Die Bilanz der Zentralen Stelle klingt beeindruckend: Vorermittlungen gegen 111.000 Personen, darunter über 1.000 gegen Angehörige der Wehrmacht. Doch nur rund 6.500 Täter wurden seit 1950 von bundesdeutschen Gerichten auch verurteilt. Keiner aus der Wehrmacht. Es seien in den 50er- und 60er-Jahren "objektive Fehler" gemacht worden, sagte dazu der Leiter der Zentralen Stelle, Kurt Schrimm.

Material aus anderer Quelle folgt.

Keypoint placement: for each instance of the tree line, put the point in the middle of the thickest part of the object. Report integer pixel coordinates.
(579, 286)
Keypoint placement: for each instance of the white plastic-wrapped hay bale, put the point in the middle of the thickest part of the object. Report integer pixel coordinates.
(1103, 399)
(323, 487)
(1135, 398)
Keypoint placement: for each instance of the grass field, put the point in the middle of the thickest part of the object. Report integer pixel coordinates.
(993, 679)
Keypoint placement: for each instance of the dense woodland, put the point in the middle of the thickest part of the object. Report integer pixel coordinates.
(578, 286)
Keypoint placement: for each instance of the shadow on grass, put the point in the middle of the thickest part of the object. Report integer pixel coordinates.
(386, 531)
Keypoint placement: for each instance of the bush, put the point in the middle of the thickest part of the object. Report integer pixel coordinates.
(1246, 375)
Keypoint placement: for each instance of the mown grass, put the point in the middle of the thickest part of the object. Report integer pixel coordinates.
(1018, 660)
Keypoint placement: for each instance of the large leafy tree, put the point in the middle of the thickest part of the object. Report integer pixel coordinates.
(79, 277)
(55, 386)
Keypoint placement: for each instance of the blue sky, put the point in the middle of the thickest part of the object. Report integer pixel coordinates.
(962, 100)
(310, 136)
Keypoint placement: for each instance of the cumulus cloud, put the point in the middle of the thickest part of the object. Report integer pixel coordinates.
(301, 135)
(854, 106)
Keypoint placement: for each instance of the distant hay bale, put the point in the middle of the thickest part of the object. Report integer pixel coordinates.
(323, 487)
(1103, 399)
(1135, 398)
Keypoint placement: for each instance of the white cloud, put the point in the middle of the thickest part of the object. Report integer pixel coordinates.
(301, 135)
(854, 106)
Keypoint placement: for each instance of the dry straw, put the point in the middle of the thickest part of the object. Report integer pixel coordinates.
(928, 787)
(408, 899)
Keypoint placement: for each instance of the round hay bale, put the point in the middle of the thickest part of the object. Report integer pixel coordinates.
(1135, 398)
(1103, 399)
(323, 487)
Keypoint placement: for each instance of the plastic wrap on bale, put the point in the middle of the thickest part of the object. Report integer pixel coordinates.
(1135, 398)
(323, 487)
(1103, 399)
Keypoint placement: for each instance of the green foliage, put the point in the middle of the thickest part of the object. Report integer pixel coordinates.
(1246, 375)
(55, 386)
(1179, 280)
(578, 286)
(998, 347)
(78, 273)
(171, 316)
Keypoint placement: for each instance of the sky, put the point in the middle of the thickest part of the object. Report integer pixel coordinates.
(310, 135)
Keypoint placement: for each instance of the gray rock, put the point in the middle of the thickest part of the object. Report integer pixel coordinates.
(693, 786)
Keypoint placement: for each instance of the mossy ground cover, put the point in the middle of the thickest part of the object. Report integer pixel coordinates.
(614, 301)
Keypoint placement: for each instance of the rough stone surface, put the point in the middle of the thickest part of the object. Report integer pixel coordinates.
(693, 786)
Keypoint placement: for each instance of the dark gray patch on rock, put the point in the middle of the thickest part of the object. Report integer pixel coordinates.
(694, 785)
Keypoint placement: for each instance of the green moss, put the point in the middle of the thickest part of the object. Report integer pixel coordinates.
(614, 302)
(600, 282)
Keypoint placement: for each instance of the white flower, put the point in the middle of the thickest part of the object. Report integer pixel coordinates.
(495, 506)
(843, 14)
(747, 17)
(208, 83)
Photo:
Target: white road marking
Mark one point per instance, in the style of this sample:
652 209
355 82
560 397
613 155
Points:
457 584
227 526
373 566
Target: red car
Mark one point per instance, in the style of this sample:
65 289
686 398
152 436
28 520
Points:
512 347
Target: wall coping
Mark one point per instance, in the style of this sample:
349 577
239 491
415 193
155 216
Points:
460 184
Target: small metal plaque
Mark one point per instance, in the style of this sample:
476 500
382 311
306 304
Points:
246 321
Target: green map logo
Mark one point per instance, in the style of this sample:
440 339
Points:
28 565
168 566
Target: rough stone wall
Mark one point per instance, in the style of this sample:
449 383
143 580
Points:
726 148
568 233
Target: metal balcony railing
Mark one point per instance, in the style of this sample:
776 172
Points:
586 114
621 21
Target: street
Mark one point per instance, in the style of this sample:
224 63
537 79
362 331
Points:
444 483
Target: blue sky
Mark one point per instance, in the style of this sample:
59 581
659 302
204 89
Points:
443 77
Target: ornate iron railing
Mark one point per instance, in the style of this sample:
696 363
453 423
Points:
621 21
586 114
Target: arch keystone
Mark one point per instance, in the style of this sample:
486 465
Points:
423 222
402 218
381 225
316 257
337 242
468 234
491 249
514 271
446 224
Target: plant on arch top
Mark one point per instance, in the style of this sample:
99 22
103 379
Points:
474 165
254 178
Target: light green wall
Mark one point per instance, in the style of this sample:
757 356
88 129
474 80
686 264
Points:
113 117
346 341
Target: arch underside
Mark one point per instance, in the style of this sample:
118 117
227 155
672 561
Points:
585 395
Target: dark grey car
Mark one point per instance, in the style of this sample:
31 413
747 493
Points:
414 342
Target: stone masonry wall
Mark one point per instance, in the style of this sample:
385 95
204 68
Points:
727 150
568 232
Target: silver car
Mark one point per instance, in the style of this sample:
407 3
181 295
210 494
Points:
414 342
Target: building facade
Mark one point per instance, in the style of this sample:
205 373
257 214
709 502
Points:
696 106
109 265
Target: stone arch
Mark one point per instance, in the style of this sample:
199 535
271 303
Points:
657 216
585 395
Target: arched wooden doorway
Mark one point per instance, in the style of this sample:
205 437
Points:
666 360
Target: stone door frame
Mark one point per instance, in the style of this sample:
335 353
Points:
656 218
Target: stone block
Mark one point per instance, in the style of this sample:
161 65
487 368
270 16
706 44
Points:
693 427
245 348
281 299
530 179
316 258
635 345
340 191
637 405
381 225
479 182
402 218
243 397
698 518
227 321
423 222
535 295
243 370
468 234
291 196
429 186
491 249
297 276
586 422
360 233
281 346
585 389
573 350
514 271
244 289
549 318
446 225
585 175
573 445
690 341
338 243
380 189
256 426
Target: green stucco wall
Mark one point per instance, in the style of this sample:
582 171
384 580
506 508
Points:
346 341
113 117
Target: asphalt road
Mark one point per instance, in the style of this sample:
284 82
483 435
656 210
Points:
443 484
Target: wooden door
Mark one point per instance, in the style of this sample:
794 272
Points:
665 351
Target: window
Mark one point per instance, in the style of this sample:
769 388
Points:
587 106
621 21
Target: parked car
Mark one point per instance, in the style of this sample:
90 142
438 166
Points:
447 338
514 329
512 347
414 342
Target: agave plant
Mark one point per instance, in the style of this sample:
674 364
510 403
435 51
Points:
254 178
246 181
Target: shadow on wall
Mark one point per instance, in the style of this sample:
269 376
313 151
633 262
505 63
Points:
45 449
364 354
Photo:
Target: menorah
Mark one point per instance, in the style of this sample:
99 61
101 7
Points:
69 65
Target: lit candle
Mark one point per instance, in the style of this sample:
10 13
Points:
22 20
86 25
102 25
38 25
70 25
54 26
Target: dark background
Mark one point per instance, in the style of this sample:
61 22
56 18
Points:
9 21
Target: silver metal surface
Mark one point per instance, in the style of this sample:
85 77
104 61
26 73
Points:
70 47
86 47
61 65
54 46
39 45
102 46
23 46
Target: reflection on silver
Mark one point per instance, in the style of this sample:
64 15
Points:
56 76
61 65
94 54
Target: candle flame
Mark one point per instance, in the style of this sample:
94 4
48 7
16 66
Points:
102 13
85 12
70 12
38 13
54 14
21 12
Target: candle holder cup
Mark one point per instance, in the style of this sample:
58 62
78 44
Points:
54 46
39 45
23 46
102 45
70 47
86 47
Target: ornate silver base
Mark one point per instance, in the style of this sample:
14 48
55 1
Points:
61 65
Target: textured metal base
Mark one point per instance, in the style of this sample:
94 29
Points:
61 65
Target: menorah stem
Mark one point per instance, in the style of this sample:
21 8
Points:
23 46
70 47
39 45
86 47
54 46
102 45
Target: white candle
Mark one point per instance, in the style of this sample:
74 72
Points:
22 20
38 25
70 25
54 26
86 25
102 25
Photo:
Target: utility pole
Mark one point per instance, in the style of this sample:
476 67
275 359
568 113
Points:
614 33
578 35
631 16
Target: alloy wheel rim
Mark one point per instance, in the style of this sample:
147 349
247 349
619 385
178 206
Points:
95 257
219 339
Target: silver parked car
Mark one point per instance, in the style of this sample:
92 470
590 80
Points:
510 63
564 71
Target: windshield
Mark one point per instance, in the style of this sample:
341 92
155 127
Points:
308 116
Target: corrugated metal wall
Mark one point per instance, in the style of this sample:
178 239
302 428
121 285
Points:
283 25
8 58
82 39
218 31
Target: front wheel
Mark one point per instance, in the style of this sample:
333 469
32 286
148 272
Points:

An den Mitarbeitern in Ludwigsburg lag das gewiss zuletzt. Doch sie trafen in den ersten Jahren ihrer Arbeit auf gesellschaftliche Ablehnung und staatsanwaltliches Desinteresse. Viele der NS-Täter waren längst wieder als ehrbare Bürger der Gesellschaft in Adenauers Bundesrepublik integriert. Immer wieder stellten Gerichte Verfahren wegen angeblichen Befehlsnotstands ein. Dahinter verbarg sich die - inzwischen nachweislich falsche - Behauptung von Tätern, sie hätten Straftaten wie Morde an Juden begehen müssen, weil sie andernfalls selbst den Nazis zum Opfer gefallen wären. Das betraf vor allem die Befehlsempfänger in Gettos oder Konzentrationslager.

"Wir waren in der Stadt verhasst", erinnerte sich vor Kurzem der damalige Staatsanwalt Dietrich Kuhlbrodt über seine Tätigkeit bei der Zentralen Stelle. Als ein Beerdigungszug für den verstorbenen SS-General Sepp Dietrich 1966 durch Ludwigsburg zog, bekamen die Ermittler in ihren Amtsstuben von draußen zu hören: "Wir kriegen euch noch." Der damalige Oberbürgermeister nannte die Zentrale Stelle einen Schandfleck für die Stadt des blühenden Barocks.

Dass die Zentrale Stelle im Rahmen ihrer begrenzten Möglichkeiten dennoch erheblichen Anteil an der strafrechtlichen Aufarbeitung der NS-Diktatur hat, ist der großen Motivation und Hartnäckigkeit ihrer Mitarbeiter zu verdanken. Sie waren es auch, die maßgeblich dazu beitrugen, dass ab 1963 in Frankfurt am Main die Täter aus dem Vernichtungslager Auschwitz endlich vor Gericht standen. Dutzende weitere Verfahren folgten, in denen die Täter zu hohen Haftstrafen verurteilt wurden.

Heute sind die meisten der niemals zur Rechenschaft gezogenen Verdächtigen tot. Die Akten gegen sie bleiben. Ludwigsburg beheimatet seit einigen Jahren eine Außenstelle des Bundesarchivs, in der Historiker mithilfe der Altbestände aus der Zentralen Stelle die Geschichte der NS-Herrschaft erforschen können.